In a recent visit to my Mom’s house delivering groceries, I noticed a school bus parked outside the neighborhood community center. She wasn’t aware of what it was doing there and after some digging, we found out that the bus is there Monday - Friday from 8 a.m. to 6 p.m. as a mobile hotspot to assist those K-12 students who do not have access or have limited access to the Internet.
What is the Digital Divide – And Can It Be Bridged With Innovative Application Development?
I’m sure you have heard these types of stories in your own areas and communities but it was a first for me. Wow - who is thinking of this stuff? COVID-19 is really pushing forward some creative problem solving. I am thankful to have educational administrators working tirelessly to serve the needs of the entire community. However, this issue is not isolated to K-12 students alone. Higher education institutions are also concerned about the digital divide. Now that higher education students have dispersed from campus, the divide that seemed to have been bridged is no longer a divide but an ocean.

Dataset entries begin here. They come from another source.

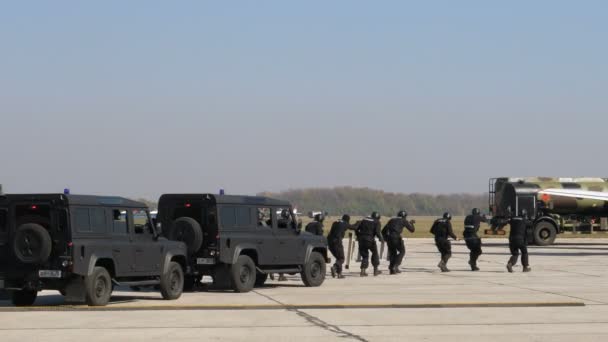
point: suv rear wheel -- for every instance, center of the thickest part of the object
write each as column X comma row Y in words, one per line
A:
column 172, row 282
column 188, row 231
column 98, row 287
column 243, row 274
column 24, row 297
column 32, row 244
column 313, row 274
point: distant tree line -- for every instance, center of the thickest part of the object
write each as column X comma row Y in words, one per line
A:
column 362, row 201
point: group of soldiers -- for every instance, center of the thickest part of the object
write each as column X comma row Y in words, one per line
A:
column 369, row 229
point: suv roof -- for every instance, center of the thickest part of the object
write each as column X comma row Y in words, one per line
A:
column 228, row 199
column 88, row 200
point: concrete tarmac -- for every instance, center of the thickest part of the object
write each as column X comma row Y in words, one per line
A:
column 564, row 298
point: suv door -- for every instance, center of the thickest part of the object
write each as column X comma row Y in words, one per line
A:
column 122, row 246
column 4, row 245
column 148, row 252
column 291, row 245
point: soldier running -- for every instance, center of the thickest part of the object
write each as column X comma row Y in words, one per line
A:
column 442, row 229
column 392, row 234
column 334, row 241
column 316, row 226
column 367, row 231
column 518, row 241
column 471, row 227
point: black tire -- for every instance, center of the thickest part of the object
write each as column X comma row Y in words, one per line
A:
column 243, row 274
column 172, row 282
column 313, row 274
column 544, row 233
column 188, row 231
column 260, row 279
column 32, row 244
column 24, row 297
column 98, row 287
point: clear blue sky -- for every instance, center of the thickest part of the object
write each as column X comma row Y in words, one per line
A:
column 139, row 98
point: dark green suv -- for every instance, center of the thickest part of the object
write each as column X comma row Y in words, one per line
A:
column 83, row 246
column 240, row 240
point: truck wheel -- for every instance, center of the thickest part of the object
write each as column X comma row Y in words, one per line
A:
column 313, row 274
column 32, row 244
column 24, row 297
column 172, row 282
column 260, row 279
column 188, row 231
column 98, row 287
column 243, row 274
column 544, row 233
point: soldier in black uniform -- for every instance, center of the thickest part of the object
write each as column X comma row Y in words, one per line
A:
column 471, row 227
column 517, row 241
column 442, row 229
column 367, row 231
column 392, row 234
column 316, row 226
column 334, row 241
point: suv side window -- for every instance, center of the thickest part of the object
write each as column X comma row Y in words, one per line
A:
column 228, row 216
column 98, row 220
column 3, row 220
column 264, row 217
column 119, row 222
column 141, row 222
column 284, row 223
column 82, row 220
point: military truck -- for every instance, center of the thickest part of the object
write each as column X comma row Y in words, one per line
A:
column 240, row 240
column 83, row 246
column 554, row 204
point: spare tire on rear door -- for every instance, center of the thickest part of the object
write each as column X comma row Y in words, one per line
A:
column 188, row 231
column 32, row 244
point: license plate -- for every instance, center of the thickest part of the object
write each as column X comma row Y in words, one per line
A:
column 49, row 274
column 205, row 261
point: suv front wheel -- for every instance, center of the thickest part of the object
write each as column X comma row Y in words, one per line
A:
column 313, row 274
column 243, row 274
column 98, row 287
column 172, row 282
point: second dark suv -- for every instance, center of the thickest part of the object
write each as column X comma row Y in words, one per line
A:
column 83, row 246
column 240, row 240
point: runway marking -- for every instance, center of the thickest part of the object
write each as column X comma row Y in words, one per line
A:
column 203, row 307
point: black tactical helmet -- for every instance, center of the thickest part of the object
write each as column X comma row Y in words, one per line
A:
column 319, row 217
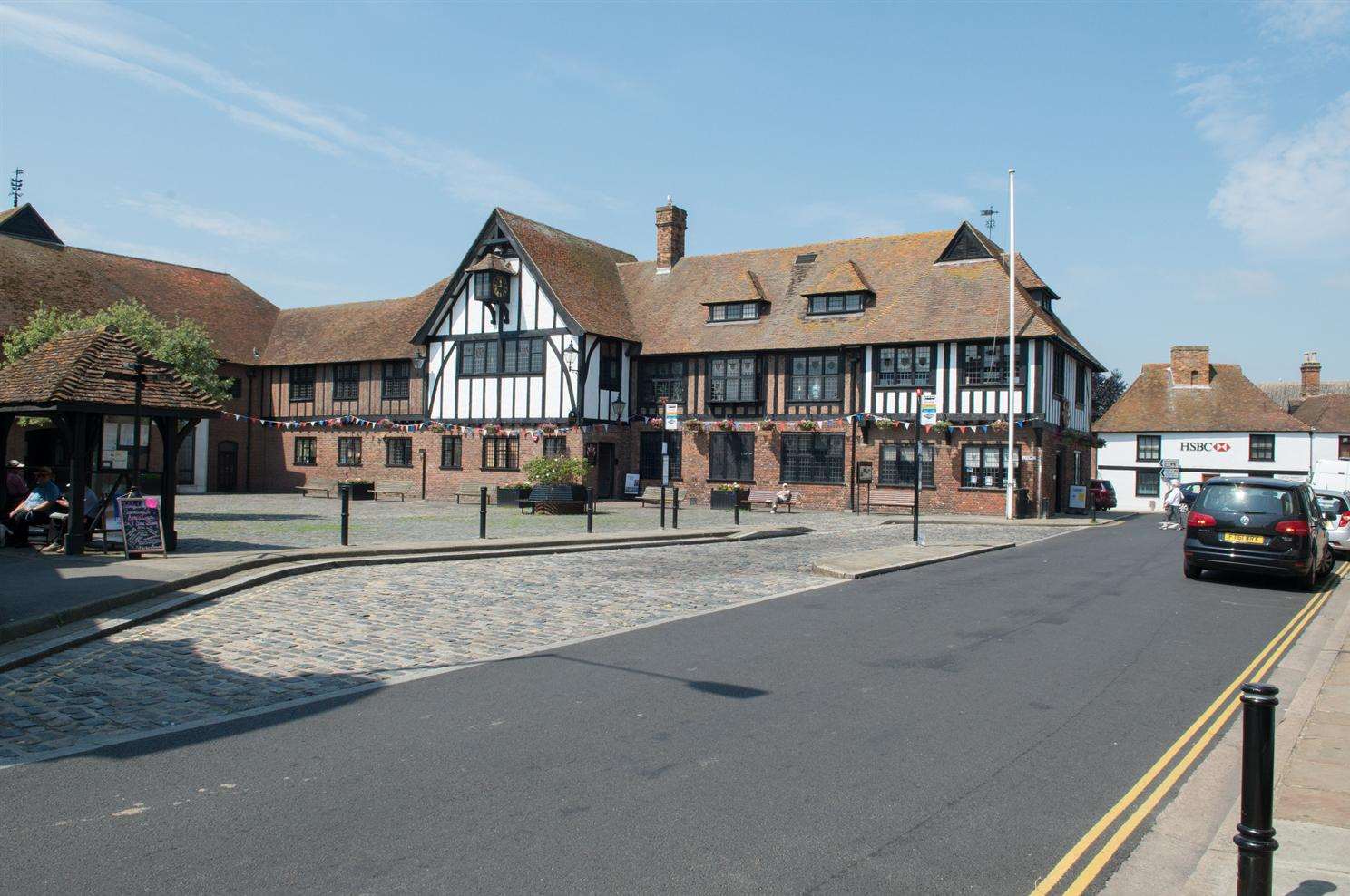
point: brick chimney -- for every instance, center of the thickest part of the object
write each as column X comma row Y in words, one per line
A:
column 670, row 235
column 1191, row 365
column 1310, row 374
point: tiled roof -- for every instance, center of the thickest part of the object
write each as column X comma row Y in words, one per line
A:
column 350, row 331
column 69, row 278
column 1230, row 404
column 1326, row 414
column 580, row 273
column 915, row 298
column 69, row 370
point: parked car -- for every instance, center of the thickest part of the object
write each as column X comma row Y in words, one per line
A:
column 1101, row 494
column 1335, row 517
column 1257, row 525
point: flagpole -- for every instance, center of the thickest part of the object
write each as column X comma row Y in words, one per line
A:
column 1012, row 342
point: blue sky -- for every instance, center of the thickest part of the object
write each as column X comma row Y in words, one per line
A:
column 1183, row 169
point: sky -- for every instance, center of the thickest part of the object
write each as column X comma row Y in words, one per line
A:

The last mile of connectivity for many of the rural areas has not made the progress needed over the past decade and students are left without the ability to maintain their connections with their instructors and are also unable to use the learning technology tools required for their coursework. As states, K-12 school districts, and higher education institutions prepare for the unknown, are you ready and prepared to “reach the unreachable?”
In my role at Unicon, I spend my days leading technical teams that are enhancing teaching and learning for our clients. We offer a variety of different services based on their needs. When I think about the projects I’ve worked on recently, a couple stand out as having core requirements that will serve students well within this “new normal” we are experiencing. A common thread for all of them was our focus on solving issues for the least common denominator.
We recently helped a client design and develop a K-12 literacy application with a core requirement to support users with limited bandwidth. This included a seamless mobile experience to make the product accessible to a wider group of users for whom PCs weren’t an option. We performed extensive testing and optimization of the product to account for any network speed and latency issues, including testing down to 3G network speeds. In addition, we evaluated product performance on older devices with limited memory and optimized accordingly. The product release included comprehensive onboarding documentation to provide user guidance and set-up instructions that addressed individual product plug-ins or browser versions and extensions. In the wake of the pandemic, parents are now the audience for documentation and user support. Tailoring instructional and product materials to this new audience in the K-12 space should be part of every product release and back-to-school documentation moving forward.
Meeting students where they are has always been imperative. This is only magnified in the pandemic and post-pandemic environment. These types of considerations should be the new gold standard in product release requirements post-COVID-19. Now is the time to reevaluate development priorities with an eye towards lowering barriers to use. We are looking forward to helping clients focus on these new priorities to ensure their products can reach the widest audiences – and to bridge the digital divide. Reaching the unreachable is now more important than ever.